Events usually have a cash prize of varying amounts and trophies. Quite often these events draw crowds of spectators numbering in the thousands, and depending on the prize amount, they will draw competitors from several states. Over its 30-plus years of operation, KCBS has become the "biggest and best" in BBQ and sets high standards for competitive cooking events around the world.

KCBS along with sanctioning competitive food events in the BBQ segment have recently added an entire "Grilling" or cooked over open flame focus in a division of their organization. The National Grilling Society is a division of KCBS that focuses on grilled or cooked over flame competitive food events that do not focus on the traditional four KCBS meats. KCBS is the largest competitive food sanctioning body in the world.

==Certified Barbeque Judges==
As the sanctioning body of competitive barbeque, the Kansas City Barbeque Society employs a blind judging process at all official contests. In order to become a Certified Barbeque Judge, one must be at least 16 years of age and attend one of the hundreds of Certified Barbeque Judge classes held each year.

A Certified Barbeque Judge attains the status of Master Certified Barbeque Judge after participating in 30 contests, cooking with a competition team, and passing an online exam.

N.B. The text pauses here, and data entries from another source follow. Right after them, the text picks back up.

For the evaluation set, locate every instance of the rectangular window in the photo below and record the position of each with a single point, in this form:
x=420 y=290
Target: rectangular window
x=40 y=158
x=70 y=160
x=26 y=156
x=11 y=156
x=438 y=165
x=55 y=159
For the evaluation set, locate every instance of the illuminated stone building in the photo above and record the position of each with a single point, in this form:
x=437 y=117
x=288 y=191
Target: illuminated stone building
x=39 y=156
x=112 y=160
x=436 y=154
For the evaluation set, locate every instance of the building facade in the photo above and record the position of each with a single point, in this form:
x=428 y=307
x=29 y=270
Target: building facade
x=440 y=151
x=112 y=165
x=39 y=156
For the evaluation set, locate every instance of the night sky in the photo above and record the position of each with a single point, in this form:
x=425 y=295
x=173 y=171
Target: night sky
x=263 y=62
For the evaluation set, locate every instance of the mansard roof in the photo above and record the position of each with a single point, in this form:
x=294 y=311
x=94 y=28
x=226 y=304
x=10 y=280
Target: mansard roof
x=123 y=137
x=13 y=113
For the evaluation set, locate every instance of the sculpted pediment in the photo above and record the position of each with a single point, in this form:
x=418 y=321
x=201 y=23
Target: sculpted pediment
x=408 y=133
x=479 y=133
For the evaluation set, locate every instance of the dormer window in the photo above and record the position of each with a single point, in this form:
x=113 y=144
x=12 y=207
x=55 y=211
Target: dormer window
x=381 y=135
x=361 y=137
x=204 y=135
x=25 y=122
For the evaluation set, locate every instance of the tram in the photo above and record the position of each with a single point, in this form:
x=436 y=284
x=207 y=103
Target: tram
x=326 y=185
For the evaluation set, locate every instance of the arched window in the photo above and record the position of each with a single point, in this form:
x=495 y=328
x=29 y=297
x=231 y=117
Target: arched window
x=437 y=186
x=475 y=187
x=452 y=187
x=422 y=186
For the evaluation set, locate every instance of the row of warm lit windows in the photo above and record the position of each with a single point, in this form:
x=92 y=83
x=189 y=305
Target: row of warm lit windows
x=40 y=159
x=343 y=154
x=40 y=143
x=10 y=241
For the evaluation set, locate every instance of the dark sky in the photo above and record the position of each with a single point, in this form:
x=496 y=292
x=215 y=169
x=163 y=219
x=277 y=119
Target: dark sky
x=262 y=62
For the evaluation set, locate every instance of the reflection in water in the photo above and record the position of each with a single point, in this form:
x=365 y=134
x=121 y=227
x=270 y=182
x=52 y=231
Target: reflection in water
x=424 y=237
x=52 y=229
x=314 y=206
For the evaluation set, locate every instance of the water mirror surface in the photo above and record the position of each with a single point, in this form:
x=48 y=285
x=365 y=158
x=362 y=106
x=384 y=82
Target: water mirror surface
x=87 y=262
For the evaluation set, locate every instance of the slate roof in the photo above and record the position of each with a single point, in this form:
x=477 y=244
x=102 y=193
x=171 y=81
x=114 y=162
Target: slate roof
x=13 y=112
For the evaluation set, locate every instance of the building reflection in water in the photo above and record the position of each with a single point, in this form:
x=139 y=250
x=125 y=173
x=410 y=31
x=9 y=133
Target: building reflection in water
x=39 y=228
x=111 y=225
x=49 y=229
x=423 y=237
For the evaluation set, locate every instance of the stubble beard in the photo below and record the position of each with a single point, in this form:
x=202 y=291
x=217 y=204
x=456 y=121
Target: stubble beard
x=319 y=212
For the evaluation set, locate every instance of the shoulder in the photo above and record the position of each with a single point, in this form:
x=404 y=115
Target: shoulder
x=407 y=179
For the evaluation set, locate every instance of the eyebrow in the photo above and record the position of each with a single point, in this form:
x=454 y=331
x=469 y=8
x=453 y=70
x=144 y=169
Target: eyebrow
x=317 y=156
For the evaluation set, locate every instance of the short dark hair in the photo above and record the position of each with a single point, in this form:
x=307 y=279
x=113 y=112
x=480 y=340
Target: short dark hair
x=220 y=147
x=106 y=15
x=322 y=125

Judges at all sanctioned Kansas City Barbecue Society competitions take a judges' oath authored by renowned judge Ardie Davis.

Judge's Oath:

I do solemnly swear to objectively and subjectively evaluate each Barbeque meat that is presented to my eyes, my nose, my hands and my palate. I accept my duty to be an Official KCBS Certified Judge, so that truth, justice, excellence in Barbeque and the American Way of Life may be strengthened and preserved forever.

==Declining membership==
From 2019 to 2022, KCBS breached a contract with its marketing company during a period of declining membership. In 2020, KCUR summarized, "A board member under fire for allegedly swindling an Indian tribe in Oklahoma. The organization’s $3 million Kansas City headquarters, bought and renovated just a few years ago, up for sale. The founder stepping away from day-to-day control. A CEO abruptly leaving after only a few months at the helm. That's the state of the Kansas City Barbeque Society, the world’s largest organization dedicated to promoting barbeque, which appears to be in turmoil more than three decades after its founding in 1986. In 2022, the Kansas City Barbeque Society (KCBS) lost a lawsuit filed by its Marketing company, First Club Marketig LLC (FCM) during summary judgement and KCBS was awarded a small judgment in the jury trial on two of the 11 alleged breaches (9 were dismissed) in the Circuit Court of Jackson County, Missouri, filed by First Club Marketing (FCM), LLC.